Sea Life Aquarium Grapevine to unveil Turtle Rescue Center
06/24/2013 4:34 PM
07/05/2013 10:16 AM
When two damaged Kemp’s ridley sea turtles were brought to Sea Life Aquarium Grapevine, rescuers were hopeful they could be rehabilitated and rejoin other marine life in the wild.
But Roxy and Squirt proved to be too mangled to be returned. Their destiny looked bleak.
“Roxy is missing two limbs after probably getting into a crab’s nest. Nature is sometimes cruel,” said Karen Rifenbury, site displays curator. “Squirt is a boat strike victim with a damaged shell. Both humans and natural environments can cause problems.”
The Sea Life staff bonded quickly with the two endangered turtles and found a solution.
Sea Life is building a Turtle Rescue Center, which it plans to unveil on July 11, the attraction’s second anniversary.
The public exhibit will provide a permanent home for Roxy and Squirt.
“The animals are ambassadors for their community,” Rifenbury said. “It’s a labor of love. That’s what we’re all here for.”
Although Roxy and Squirt will never be freed, “any quality of life we can give these turtles is better than the alternative,” Rifenbury said. “All we can do is offer them the best care possible.”
The rescue center includes display tanks that were specially designed to the depth the injured turtles are able to safely dive, and educational information on conservation and turtle rescue.

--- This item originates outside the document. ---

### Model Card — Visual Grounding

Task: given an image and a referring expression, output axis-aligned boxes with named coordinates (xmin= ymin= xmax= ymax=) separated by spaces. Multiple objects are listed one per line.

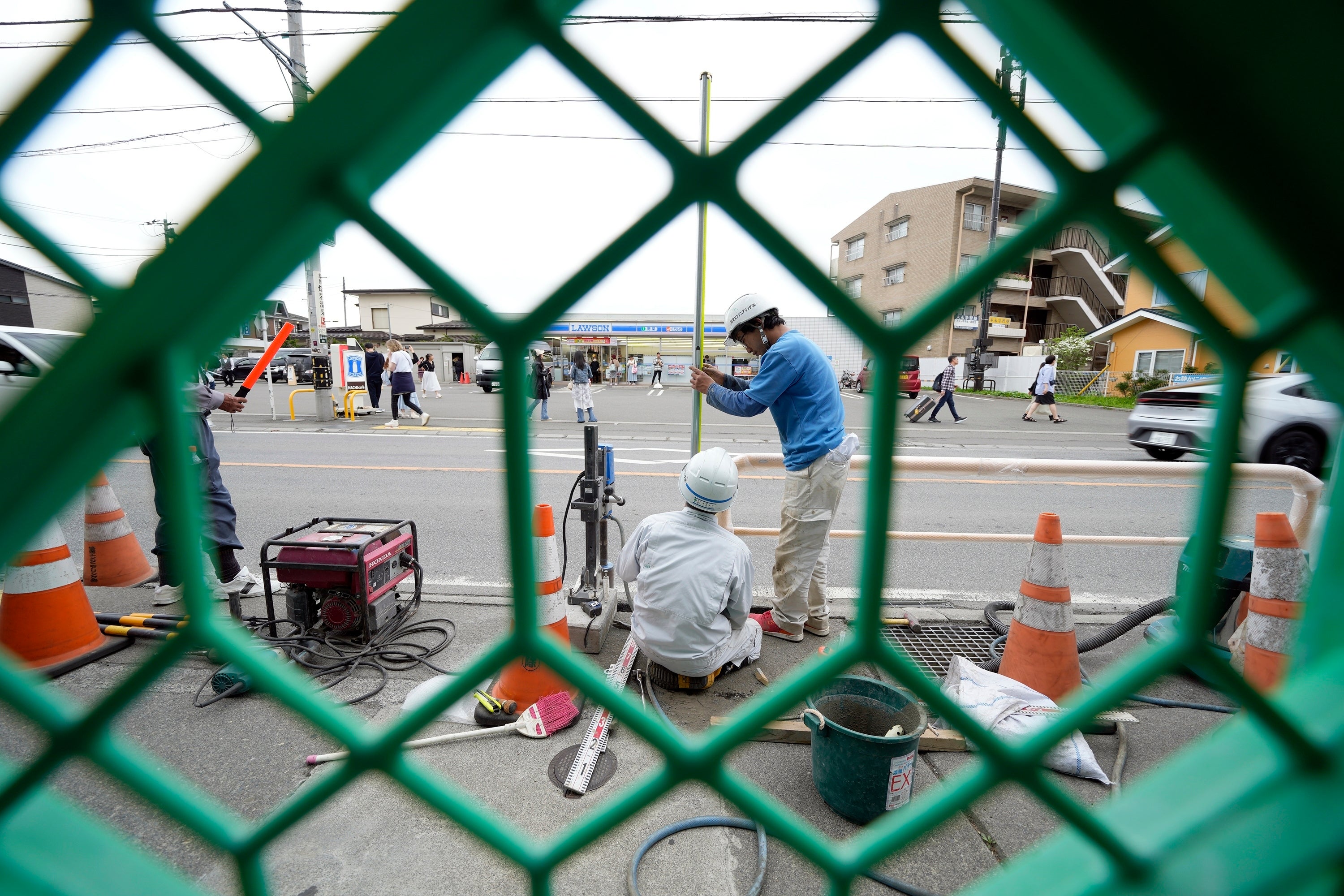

“What we’re creating is a turtle rehabilitation center,” Rifenbury said. “The turtles we take in won’t be able to go back out.”
Before being transferred to the aquarium, both injured Kemp’s ridley sea turtles were rescued and rehabilitated by Animal Rehabilitation Keep (ARK) in Port Aransas.
Roxy was found stranded off Mustang Island Gulf Beach in 2007 after both left limbs were bitten off. Her right limb had suffered a large bite, limiting mobility on her left side.
Squirt was found stranded on the Padre Island National Seashore in 2009 after a boat strike caused paralysis of both rear flippers and a cracked shell, affecting the ability to dive.
Both turtles were named in a Sea Life contest: Roxy kept her original name and Squirt was the overwhelming choice because of a sea turtle character in the movie Finding Nemo.
“Roxy weighed 14 grams when we found her as a small hatchling — no bigger than a silver dollar — and ARK raised her to 19 kilograms,” Rifenbury said. “Squirt has bubble butt due to her boat strike accident. When she heals, we will attach a small weight that will allow her to dive.”
By taking in sea turtles, Sea Life will allow ARK and other sanctuaries to free up space for animals that are releasable, Rifenbury said.
In addition to seeing the two endangered sea turtles in the new exhibit, visitors will also be able to learn about Flip, a Kemp’s ridley sea turtle found stranded on the shores of the Netherlands. Sea Life Grapevine, along with its sister attraction in Holland, coordinated the turtle’s rehabilitation and transport back to the United Stated, and worked alongside ARK to assist with the turtle’s release back into its native Gulf of Mexico in November.
In the aquarium’s ocean tank, guests can view Hope, a green sea turtle who was rescued after being hit by a boat off the coast of Florida.
Low windows in the new exhibit will provide youngsters the opportunity to see the critters “eye-to-eye,” Rifenbury said.
Iain Scouller, Sea Life Aquarium Grapevine general manager, said the organization is excited to provide a home for the sea creatures that will offer sea turtle education and ocean conservation.
“Along with learning more about sea turtles, we want Sea Life visitors to know that whether it’s conservation or recycling, you don’t have to live by the beach to make a difference for the creatures living in our oceans.” he said.
In celebration of the rescue center opening and the attraction’s second anniversary, a party with cake will be held at 4 p.m. July 11 on the second level of the attraction.
“We hope by telling these stories that people can make at least one change,” Rifenbury said, such as not putting trash in the ocean or driving boats too fast, especially in sanctuary sites.
“These animals are paying the ultimate price,” she said. “We want to trigger some good actions by people to care.”